Entrando no final em si: A Elizabeth depois de recuperar os poderes (e virar o Dr Manhattan) revela para o Booker como são as infinitas realidades paralelas, fica claro como tudo esta fadado a se repetir e a única forma da Elizabeth se libertar é quebrando o ciclo do Booker porque, como é revelado no grande plot twist de bioshock infinite, Booker DeWit e Zachary Hale Comstock são a mesma pessoa. Tanto o captor quanto o libertador da Elizabeth são a mesma pessoa.

Esse final tem um aspecto bem mais abstrato que acho que não é considerado tanto, da forma que vejo as Elizabeth não matam “um Booker”, me parece que em todas as realidades elas chegam a esse ponto de revelar para o Booker que ele é o Comstock e então elas afogam ele antes dele escolher se tornar Comstock ou continuar como Booker.

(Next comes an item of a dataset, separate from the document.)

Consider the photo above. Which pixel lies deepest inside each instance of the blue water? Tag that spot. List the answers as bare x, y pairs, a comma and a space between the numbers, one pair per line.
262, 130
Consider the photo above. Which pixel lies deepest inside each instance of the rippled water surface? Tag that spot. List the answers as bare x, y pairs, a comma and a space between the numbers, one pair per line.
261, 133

Isso gera um paradoxo porque sem o Comstock Columbia nunca vai existir, o Booker deixando de existir então a Elizabeth nunca vai nascer e isso se perpetua por todas as realidades alternativas em que chegam nesse momento do afogamento que por sua vez pra chegar nesse momento os personagens precisam estar presos aos seus ciclos e se intercalando uns nos outros.

Apesar desse tom fatalista e a total obliteração dos personagens, esse paradoxo criado pela Elizabeth pode ter gerado algo positivo porque se o paradoxo acaba com todas as realidades em que ela era aprisionada pelo Comstock e resgatada pelo Booker, a cena “pós credito” do Booker ouvindo a voz da bebê Elizabeth deixa um tom mais esperançoso de que ela vai poder ser livre em alguma realidade onde esses ciclos nunca aconteceram.

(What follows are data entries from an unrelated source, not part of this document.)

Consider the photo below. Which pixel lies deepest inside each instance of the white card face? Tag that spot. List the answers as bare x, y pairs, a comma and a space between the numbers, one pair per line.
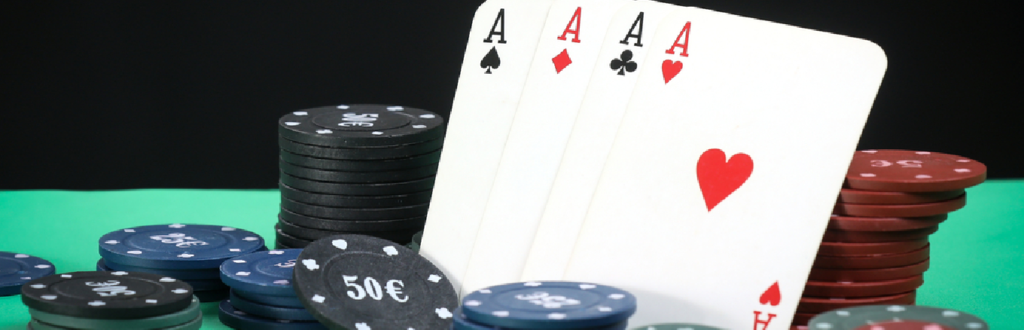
620, 62
502, 41
562, 65
727, 163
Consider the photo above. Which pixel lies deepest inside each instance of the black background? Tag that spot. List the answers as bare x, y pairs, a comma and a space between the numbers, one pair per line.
129, 94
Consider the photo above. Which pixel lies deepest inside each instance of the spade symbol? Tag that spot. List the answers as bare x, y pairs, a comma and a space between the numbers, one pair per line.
491, 60
624, 64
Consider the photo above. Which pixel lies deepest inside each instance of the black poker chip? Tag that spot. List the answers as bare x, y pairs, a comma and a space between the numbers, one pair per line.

Um farol, um homem e uma cidade.

Outro aspecto do final de Infinite é o olhar por trás da cortina, o comentário metalinguístico em cima da serie Bioshock. Esse final do “Um Farol,Um Homem e Uma Cidade” da a formula do que precisa pra se ter um bioshock é um homem que vai chegar através do farol para a cidade impossível mas que no final descobre que seu passado é intrínseco a tudo que esta acontecendo. Acho que mostrar os infinitos faróis (que são iguais o de rapture) passa a ideia de que até o primeiro bioshock podia ter sido diferente, de infinitas versões do jogo que nunca aconteceram (assim como na cena do batismo aparece a Elizabeth dos trailer de antes do lançamento, reconhecendo como se fosse uma das infinitas possibilidades de como as coisas poderiam ter sido) [Insira aqui uma comparação com The End of Evangelion].

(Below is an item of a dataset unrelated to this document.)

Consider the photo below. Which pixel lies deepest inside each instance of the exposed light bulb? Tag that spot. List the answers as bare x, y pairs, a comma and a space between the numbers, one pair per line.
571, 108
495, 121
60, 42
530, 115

Dado o desenvolvimento difícil do Bioshock Infinite achei que demoraria muito pra ter um novo bioshock e realmente não tivemos um bioshock na 8ª geração, ken levine terminou a franquia e está fazendo o jogo que é um “lego narrativo” em algum canto da take two, e somente em 2018 que a take two criou o estúdio Cloud Chamber pra fazer novos jogos de Bioshock, um novo Bioshock não deve sair antes de 2023. Porém em 2017, depois da Arkane fazer o seu sucessor espiritual de Thief Dishonored, criaram Prey: Um sucessor espiritual de system shock 2 que de muitas formas parece ser a real continuação do bioshock.

The mind game

Prey é um jogo que parece que não devia existir considerando como jogos triple A são desnecessariamente “streamlined” para ser o mais óbvio e direto até onde não da mais. Prey é o contrario disso: Tem tantos poderes, armas, habilidades e sistemas que é até difícil manter tudo em mente enquanto tenta resolver as situações de combate, exploração e mistério/suspense que fazem a estação espacial de Prey Talos I ser um dos cenários mais complexos e instigantes que se teve recentemente. É um lugar cheio de segredos, passagens secretas e com todos os sistemas como tubulação, computadores, redes, cabos e vários objetos manipuláveis funcionando de maneira consistente por todo o jogo.

Além dessa comparação de ser um sucessor espiritual de system shock 2 Prey também questiona muito o jogador, criando camadas de reviravoltas pra te deixar pensando por horas. [Spoilers de Prey, caso não jogou pule] Os primeiros 30 minutos é basicamente um tutorial em uma simulação tipo show de truman que você escapa quebrando o vidro. Essa simulação do apartamento da Morgan é um resumo do jogo porque já tem os dois símbolos que vão estar por todo o jogo: Espelhos e simulações. Tem segredos e passagens que se precisa quebrar espelhos pra descobrir, isso vai passar a desconfiança de que nem tudo é o que parece durante toda a exploração da Talos I.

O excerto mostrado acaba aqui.